Aber zurück zum Klassiker. Hier ist das Grundrezept, das ich inzwischen auswendig kenne und täglich variiere:
Zutaten:
- 1 reife Banane (je reifer, desto süßer und aromatischer)
- 2 Eier (am besten in Bio-Qualität)
- 1 Prise Zimt (optional, aber empfehlenswert)
Zubereitung – Grundvariante (Pfanne):
- Banane mit einer Gabel in einer Schüssel zerdrücken, bis sie weitgehend cremig ist. Kleine Stückchen dürfen bleiben.
- Eier dazugeben und mit der Gabel oder einem Schneebesen gut verrühren.
- Zimt unterrühren.
- Etwas Butter oder Kokosöl in einer beschichteten Pfanne erhitzen.
- Die Masse portionsweise in die Pfanne geben – das ergibt je nach Größe 3–4 kleine Pfannkuchen.
- Bei mittlerer Hitze etwa 2–3 Minuten pro Seite braten, bis sie goldbraun sind.
- Auf einem Teller anrichten – pur, mit frischen Beeren, Joghurt oder einem Klecks Nussmus.
Zubereitung – Mikrowellenvariante:
- Wie oben, aber die Masse in eine mikrowellengeeignete Schüssel oder Tasse geben.
- Bei mittlerer Leistung ca. 2–3 Minuten garen – je nach Gerät.
- Kurz abkühlen lassen und mit einem Löffel genießen.
Zubereitung – Backofen (Meal Prep):
- Die Masse wie oben zubereiten.
- In kleine Silikonförmchen oder Muffinblech geben.
- Bei 180 °C ca. 15 Minuten backen – ideal für mehrere Portionen auf Vorrat.
Meine Tipps aus dem Alltag:
- Ich mache oft die doppelte Menge und bewahre einen Teil im Kühlschrank auf – so habe ich für zwei Tage Frühstück.
- Für Kinder eignet sich dieses Gericht perfekt – sie merken gar nicht, dass es gesund ist!

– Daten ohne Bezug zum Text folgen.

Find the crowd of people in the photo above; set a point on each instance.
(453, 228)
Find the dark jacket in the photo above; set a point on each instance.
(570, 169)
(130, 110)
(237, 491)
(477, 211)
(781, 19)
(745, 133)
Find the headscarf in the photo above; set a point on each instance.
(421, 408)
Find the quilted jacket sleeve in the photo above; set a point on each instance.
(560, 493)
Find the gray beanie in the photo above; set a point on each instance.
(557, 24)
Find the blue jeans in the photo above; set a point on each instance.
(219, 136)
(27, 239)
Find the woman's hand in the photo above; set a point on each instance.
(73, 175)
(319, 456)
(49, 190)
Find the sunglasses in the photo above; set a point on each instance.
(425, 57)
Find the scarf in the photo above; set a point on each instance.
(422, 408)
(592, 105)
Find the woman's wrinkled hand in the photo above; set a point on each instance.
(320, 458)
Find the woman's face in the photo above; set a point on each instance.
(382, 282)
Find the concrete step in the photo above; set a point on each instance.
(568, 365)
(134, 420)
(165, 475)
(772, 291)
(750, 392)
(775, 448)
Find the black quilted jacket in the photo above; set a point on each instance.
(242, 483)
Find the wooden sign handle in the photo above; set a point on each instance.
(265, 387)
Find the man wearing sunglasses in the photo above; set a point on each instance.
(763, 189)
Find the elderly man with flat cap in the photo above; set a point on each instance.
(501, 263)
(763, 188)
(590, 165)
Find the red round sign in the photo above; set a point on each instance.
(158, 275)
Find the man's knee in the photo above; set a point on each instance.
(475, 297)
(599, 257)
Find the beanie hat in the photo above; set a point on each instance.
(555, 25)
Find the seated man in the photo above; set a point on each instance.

- Wer es unterwegs essen will: Einfach in Muffinform backen, abkühlen lassen und mitnehmen.
- Für Sportler kann man 1 EL Proteinpulver untermischen (Vanille passt perfekt).
- Mit einem Schuss Vanilleextrakt oder ein paar Tropfen Zitronensaft bekommt man eine feine, neue Geschmacksrichtung.
Und das Beste: Diese drei Zutaten kosten zusammen keine 1,50 Euro – aber geben dir das Gefühl, dir selbst etwas Gutes getan zu haben. Es ist kein Luxusfrühstück im klassischen Sinne, kein Brunch mit Avocado und Chia-Samen, aber es ist ehrlich. Es ist warm, nährend, schnell gemacht. Und es erinnert mich jeden Tag daran, dass Selbstfürsorge manchmal in den einfachsten Dingen steckt.
Ich habe inzwischen viele meiner Freunde und Bekannten damit „angesteckt“. Meine Schwester bereitet es jeden Morgen für ihre Tochter zu, weil sie weiß, dass sie damit satt in die Schule geht. Mein Nachbar, der früher nie gefrühstückt hat, hat mir kürzlich gesagt, dass er sich ohne „die Bananen-Eier-Sache“ irgendwie nicht mehr komplett fühlt. Und selbst meine Großmutter, die mit Superfood sonst nicht viel anfangen kann, meinte: „Das ist wie früher, nur besser.“
Es braucht nicht viel, um gut in den Tag zu starten. Es braucht nur drei Zutaten, ein paar Minuten Zeit und den Wunsch, für sich selbst zu sorgen. Und das ist vielleicht das größte Geschenk, das man sich jeden Morgen machen kann.
Probier es aus – und sag mir nicht, ich hätte dich nicht gewarnt: Du wirst es auch jeden Morgen machen wollen.